(This is a continuation of: How to share this process with a friend of a group).
Here, I will describe Active Listening. When you first try it, you will likely feel a little awkward. This feeling is normal because it’s different from what you’re accustomed to. After you try it, you will probably appreciate the result. Here are a few pointers on how to do it.
In the following, I will describe the process as if there were only two of you, in which case you alternate being Talker and Listener. If there are more of you, it is easy to adapt. For instance, if there are 3 of you:
– First, A is the Talker, and B is the Listener. C witnesses in silence.
– Then B is the Talker, and C the Listener. A witnesses in silence.
– Finally, C is the Talker, and A the Listener. B witnesses in silence.
Taking turns
A defining feature of Active Listening is that the two of you take turns, one being the Talker while the other is the Listener. And then you switch.
In ordinary life, we tend to multitask. That is, we prepare our arguments while we are listening. This approach might work well enough in everyday conversations, but it is not enough when there is more emotional content.

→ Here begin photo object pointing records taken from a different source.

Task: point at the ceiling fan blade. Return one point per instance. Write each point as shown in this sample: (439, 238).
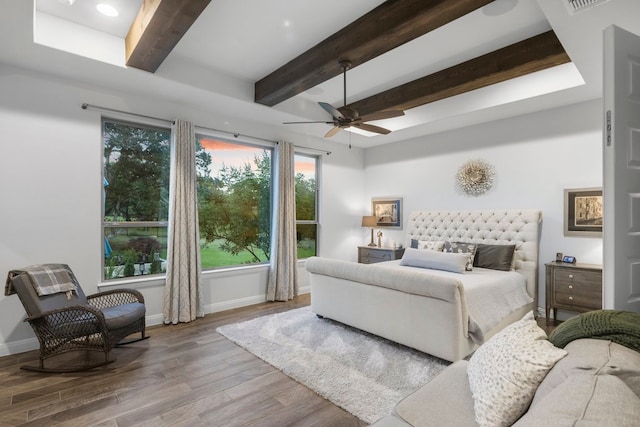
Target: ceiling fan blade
(381, 115)
(333, 131)
(299, 123)
(331, 110)
(372, 128)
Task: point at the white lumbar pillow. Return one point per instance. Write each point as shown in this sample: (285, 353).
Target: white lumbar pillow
(504, 373)
(435, 260)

It takes a deliberate plan to override the usual way we function. For instance, if you’re going to be talking for half an hour, you decide that one of you will be the Talker for the first 15 minutes, and the other will be the Talker for the next 15 minutes. An effortless way to avoid any feelings about who starts is to toss a coin.
Focus on understanding
Another defining feature of Active Listening is that the Listener focuses on trying to understand the Talker. Keep in mind that understanding somebody does not mean giving up your own opinion. As the Listener, you are just trying to understand the Talker’s point of view from their point of view. You don’t have to agree.
Summarizing
The third characteristic of Active Listening is that, as the Listener, you give the Talker a summary of what you’ve heard. You don’t wait until the full 15 or 20 minutes to do that. You do it every couple of minutes. Sometimes it could be just a minute or so. There’s a natural rhythm that the two of you develop over time.
Taking it in
The fourth characteristic is that the Talker pays attention to the summary and takes it in. The Talker either nods in approval, says yes, or amends it by adding something that the Listener did not pick up.
By the way, it’s OK if the Talker adds something to what you, the Listener, have said. Very often, this helps the Talker better understand what it is that was important to them.
So, either way: either the Talker keeps nodding to what you’re saying, or it’s an opportunity for them to find something else. In both cases, it’s fine. And you continue this way: talking, listening, summarizing, taking it in, until the end of the allotted time for the Talker. Then, you switch.
Pausing and making space
The fifth characteristic of Active Listening is that it involves pausing. This is not a rapid-fire, yackety yack, type of conversation. Both the Talker and the Listener are engaged in making space. It is what allows the new, the unformed, to come up.
As the Listener, you pause before giving your summary to the Talker. You don’t jump in with your summary as soon as the Talker pauses. You give them a chance because maybe they’re just waiting to say something more.
As the Talker, don’t feel like you have to fill the air with words. It’s OK if you take time without words while you’re trying to sense what comes up next. Let yourself be curious about the felt sense of it. In other words, be prepared that much of what comes up may be murky. It’s not a problem. It’s actually a good thing. “Murky” is an invitation to explore further, as opposed to “case closed.”
What about advice?
One thing is missing from these instructions: how to give advice. For a simple reason: you neither give nor receive advice.
Remember that this is a peer group. You are together to help each other find space to hear yourself think.
As you read this, it probably seems obvious. However, sooner or later, as you get involved in the process, there will come a moment when you find it unbearable not to give advice. Why let this person suffer needlessly when you could so quickly tell them what to do? Not all the time, but just this once, when it would be so easy and so helpful!
When that time comes, and it will, please remember to take a deep breath and resist the urge. You are not failing the other person by refraining from giving advice. You are helping them be face to face with what they need to face.
You might be reading a degree of suffering on the other person’s face. At such a time, what I call “spaciousness” in this description of the process probably feels like terrifying emptiness to the person you are listening to.
I am not asking you to be heartless, just to express your compassion differently. Keep in mind that, by being present, you make it easier for the other person to confront this void than if they were on their own. You may want to express your support by making small sounds, showing that you are present.
You don’t have to do it right
A final point about Active Listening is that you don’t have to do it right. The format encourages thoughtful give-and-take as part of the process. Over time, the two of you will learn, by trial and error, better ways to do Active Listening.